She makes it clear that politics has never been her favorite thing (more like NOT her favorite thing) and she wasn’t thrilled about her husband’s desire to be involved in politics. She wanted him home more with their family, not on the national political stage.
She also was a total believer in slow and steady, working your way up the ladder, so when Barack started talking about running for president as a first-term senator, her initial reaction was “if you must do this, could you at least be a senator for a while and then maybe a vice-president first?” (This is a mindset I can COMPLETELY identify with).
One thing I’d never really thought about with the Obamas is that the era of the iPhone dawned during his presidency (the first iPhone came out just as Barack Obama announced his first presidential run). Cameras were suddenly everywhere in a way they had never been for previous First Families.

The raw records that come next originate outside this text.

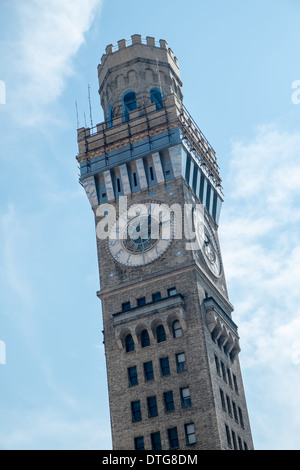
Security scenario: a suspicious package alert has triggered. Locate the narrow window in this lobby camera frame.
[125,334,134,352]
[172,320,182,338]
[215,355,221,375]
[150,431,162,450]
[184,423,197,446]
[141,330,150,348]
[221,361,227,383]
[168,287,177,297]
[164,390,175,411]
[159,357,170,377]
[127,366,138,387]
[220,388,226,411]
[176,353,186,372]
[227,367,233,388]
[106,104,113,129]
[123,91,137,121]
[225,424,232,447]
[147,396,158,418]
[156,325,166,343]
[122,302,130,312]
[152,292,161,302]
[134,436,145,450]
[131,400,142,423]
[168,427,179,449]
[144,361,154,382]
[180,387,192,408]
[117,178,121,193]
[150,88,163,111]
[149,166,154,181]
[232,401,239,423]
[226,395,232,416]
[137,297,146,307]
[231,431,238,450]
[232,374,239,394]
[238,407,245,428]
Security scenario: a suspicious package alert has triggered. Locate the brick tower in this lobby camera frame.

She talks about how much pressure she felt being on display all the time, both because of their young daughters who were growing up in the spotlight and also as the first African-American First Family – she knew that anything they did would reflect on the African-American community, whether that was fair or not. I can’t even imagine what that kind of spotlight would feel like.
Basically, this was just the kind of book I love, with so many fascinating stories and interesting insights into her career, her juggling act of motherhood and work, her marriage, and her time in the White House.
I don’t think you have to agree with her on all counts to relate to many parts of her life, from balancing the dreams of two people in one marriage, to trying to be a good parent while juggling many other responsibilities, to dealing with the opinions of other people both good and bad.
If you’ve already read it, I’d love to hear what you thought about it.